He lets it go, but his un-repulsor-covered hand is flat and steady against him as he turns to look out on the chaos. There’s a queue of at least ten kids waiting for a go on Thor’s Hammer of Fun-der, and the room is pulsing, swinging and swaying around him. Tony’s starting to feel like he’s just had a spin on Mjolnir himself.

“Gotta get out of here,” he mutters to Steve. “Don’t wanna blow anything else up. Christ. A+ for effort, right? Of course she wasn’t ever gonna come,” he slurs.

Steve fixes him with a look, understanding the foundations of his rambling without another word. “Let’s get you somewhere quiet.”

“Yeah,” Tony agrees. “Let’s go back to my place. I mean, the quiet bit. We’re already in my place. It’s all my place. You know what I mean. The good part.”

Steve knows what he means. He leads him through the corridors, one hand on his back, and up the stairs, to his quiet little lounge-come-lair.

It’s such a little boys’ den, guilty pleasure, bachelor’s pad. The staircase – stepladder? – leading up to it folds down like it’s an attic. It kind of is. When the windows aren’t at full opacity, you can see the whole city over the top curve of a giant ‘S’.  
Tony heads up first. Behind him, unless he’s very much mistaken – or, more likely, very much drunk - Steve stumbles on the rungs and laughs at himself softly.

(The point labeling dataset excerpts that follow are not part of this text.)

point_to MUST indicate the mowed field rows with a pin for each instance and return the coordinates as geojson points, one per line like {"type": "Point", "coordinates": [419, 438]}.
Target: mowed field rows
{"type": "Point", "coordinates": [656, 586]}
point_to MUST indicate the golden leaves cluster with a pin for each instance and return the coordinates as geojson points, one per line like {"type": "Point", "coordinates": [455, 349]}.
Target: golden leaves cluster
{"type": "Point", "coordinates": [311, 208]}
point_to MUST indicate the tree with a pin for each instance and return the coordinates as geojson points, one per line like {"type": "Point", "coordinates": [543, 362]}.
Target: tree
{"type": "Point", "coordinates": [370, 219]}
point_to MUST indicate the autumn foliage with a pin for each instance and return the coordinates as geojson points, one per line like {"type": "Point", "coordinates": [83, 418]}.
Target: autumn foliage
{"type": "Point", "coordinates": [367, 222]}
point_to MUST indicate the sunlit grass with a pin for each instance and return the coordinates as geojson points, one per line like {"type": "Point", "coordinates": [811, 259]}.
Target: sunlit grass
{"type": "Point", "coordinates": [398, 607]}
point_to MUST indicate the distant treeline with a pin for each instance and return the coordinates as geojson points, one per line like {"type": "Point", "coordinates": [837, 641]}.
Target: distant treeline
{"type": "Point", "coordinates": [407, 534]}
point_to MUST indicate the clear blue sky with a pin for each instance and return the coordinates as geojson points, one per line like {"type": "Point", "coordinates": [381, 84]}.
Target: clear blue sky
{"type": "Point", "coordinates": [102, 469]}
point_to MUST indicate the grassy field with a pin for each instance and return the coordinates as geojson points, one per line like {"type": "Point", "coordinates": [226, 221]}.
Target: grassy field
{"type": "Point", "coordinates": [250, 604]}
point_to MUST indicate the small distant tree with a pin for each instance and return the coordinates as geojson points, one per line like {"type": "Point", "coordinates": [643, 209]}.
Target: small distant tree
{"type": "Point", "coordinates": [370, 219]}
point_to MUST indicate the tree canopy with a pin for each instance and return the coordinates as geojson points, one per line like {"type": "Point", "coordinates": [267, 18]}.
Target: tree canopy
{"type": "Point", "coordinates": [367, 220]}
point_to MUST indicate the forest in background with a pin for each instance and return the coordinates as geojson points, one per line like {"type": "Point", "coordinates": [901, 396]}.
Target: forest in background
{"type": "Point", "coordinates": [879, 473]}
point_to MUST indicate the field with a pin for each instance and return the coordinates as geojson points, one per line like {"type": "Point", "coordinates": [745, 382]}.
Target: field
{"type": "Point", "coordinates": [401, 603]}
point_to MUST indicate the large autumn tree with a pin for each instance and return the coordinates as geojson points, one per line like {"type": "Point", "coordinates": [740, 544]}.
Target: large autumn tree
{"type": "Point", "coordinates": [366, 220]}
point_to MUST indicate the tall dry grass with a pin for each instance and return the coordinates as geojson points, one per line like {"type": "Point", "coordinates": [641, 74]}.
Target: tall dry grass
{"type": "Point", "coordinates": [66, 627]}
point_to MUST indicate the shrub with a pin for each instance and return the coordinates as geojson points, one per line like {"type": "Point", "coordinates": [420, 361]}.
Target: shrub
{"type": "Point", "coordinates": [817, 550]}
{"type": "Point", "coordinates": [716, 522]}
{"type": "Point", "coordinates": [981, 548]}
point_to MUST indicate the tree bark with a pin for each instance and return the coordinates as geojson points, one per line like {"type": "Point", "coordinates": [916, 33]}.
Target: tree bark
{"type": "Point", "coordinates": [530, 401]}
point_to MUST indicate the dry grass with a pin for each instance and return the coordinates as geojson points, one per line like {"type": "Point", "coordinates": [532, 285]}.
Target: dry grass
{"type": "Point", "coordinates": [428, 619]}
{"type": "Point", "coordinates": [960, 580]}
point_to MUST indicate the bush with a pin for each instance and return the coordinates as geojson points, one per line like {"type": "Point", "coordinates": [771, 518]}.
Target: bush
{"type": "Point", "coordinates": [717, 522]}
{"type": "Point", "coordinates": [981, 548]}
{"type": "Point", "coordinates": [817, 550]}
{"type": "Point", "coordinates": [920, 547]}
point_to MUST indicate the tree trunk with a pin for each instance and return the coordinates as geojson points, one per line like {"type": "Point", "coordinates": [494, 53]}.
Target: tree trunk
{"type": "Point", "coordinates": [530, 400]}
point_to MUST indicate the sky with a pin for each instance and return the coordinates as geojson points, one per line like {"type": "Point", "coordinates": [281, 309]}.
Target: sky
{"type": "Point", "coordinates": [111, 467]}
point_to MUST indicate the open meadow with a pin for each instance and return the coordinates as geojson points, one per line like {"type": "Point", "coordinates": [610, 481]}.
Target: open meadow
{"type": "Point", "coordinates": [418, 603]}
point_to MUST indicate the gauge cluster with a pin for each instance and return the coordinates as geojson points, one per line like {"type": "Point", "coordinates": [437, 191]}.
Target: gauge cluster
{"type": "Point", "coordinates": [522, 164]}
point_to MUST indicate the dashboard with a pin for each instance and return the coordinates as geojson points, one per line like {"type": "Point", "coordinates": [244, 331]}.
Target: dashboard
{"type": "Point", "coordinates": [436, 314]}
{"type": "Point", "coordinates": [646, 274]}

“Steve?” Tony can’t believe he’s even about to ask this. “Are you _drunk?_ ”

“No!” Steve exclaims. Then, “Thor may have brought Asgardian mead,” he admits in a quieter voice.

 _Of course he’s not drunk,_ Tony tells himself two seconds later, _but yes, makes sense that the stuff of the gods can knock him sideways into tipsy street._ He shakes his head. _This party. This goddamn party._ The one time it’s meant to be low-key, even Captain America gets his booze on.

“So,” Captain America says, as he collapses onto the sofa next to Tony. “Talk to me.”

“I don’t like talking.”

Steve raises an eyebrow perfectly. He’s learned from the master, after all.

“I miss Pepper,” Tony whines instantly. “And life sucks. Also, life sucks. Did I mention that? And this was gonna be a great little sophisticated party and then she would come back for more great little sophisticated parties…and…and." He says. "And.”

Steve stares at him for a long, long moment, then bites his lip. He leans towards Tony - then his shoulders heave.

He rocks backwards against the arm of the sofa, nearly choking with the effort of holding in his laughter.

Tony gapes. “This – hey!” He whacks his arm. “This is not funny, you asshole!”

“Sorry!” He splutters. “I’m not laughing at you!”

“Oh, then someone give this man an Oscar,” Tony implores the room loudly, arms outstretched. Dummy and You come wheeling through the door, beeping inquisitively.

“But Tony!” He goes on, nearly weeping. “Oh, gosh, I’m sorry, but ‘little sophisticated party’?”

“I know,” he says, voice flat as asphalt.

“I think I saw half the Red Sox here.”

“I know.”

“Natasha sent someone away in an ambulance.”

“I know.”

“Thor swung children around till they puked.”

“I know.”

“Not to mention the fact you blew up your own wall…”

“I kn--”

“…And one guy apparently ate his own arm.”

“I – okay, now you’re just fucking with me.”

Steve’s eyes twinkle. He puts down his drink. “Tony. Tony, Tony, Tony.”

Tony closes his eyes and hums his dissatisfaction with that fact.

Steve’s shaking his head. “What am I going to do with you,” he mutters. “Okay – for starters, are you really trying to change yourself to make someone else like you? Because that’s just not the Tony Stark I know – and besides, I hear it doesn’t actually work.”

Tony blanches. “Oh my god. I hate to say it, but you may be right.”

Steve looks startled. Maybe a little pleased with himself.

“Don’t get me wrong,” he backpedals. “I really do hate to say it. I think I have to go make myself throw up now.”

Steve laughs. “Let’s aim for word vomit rather than actual vomit.”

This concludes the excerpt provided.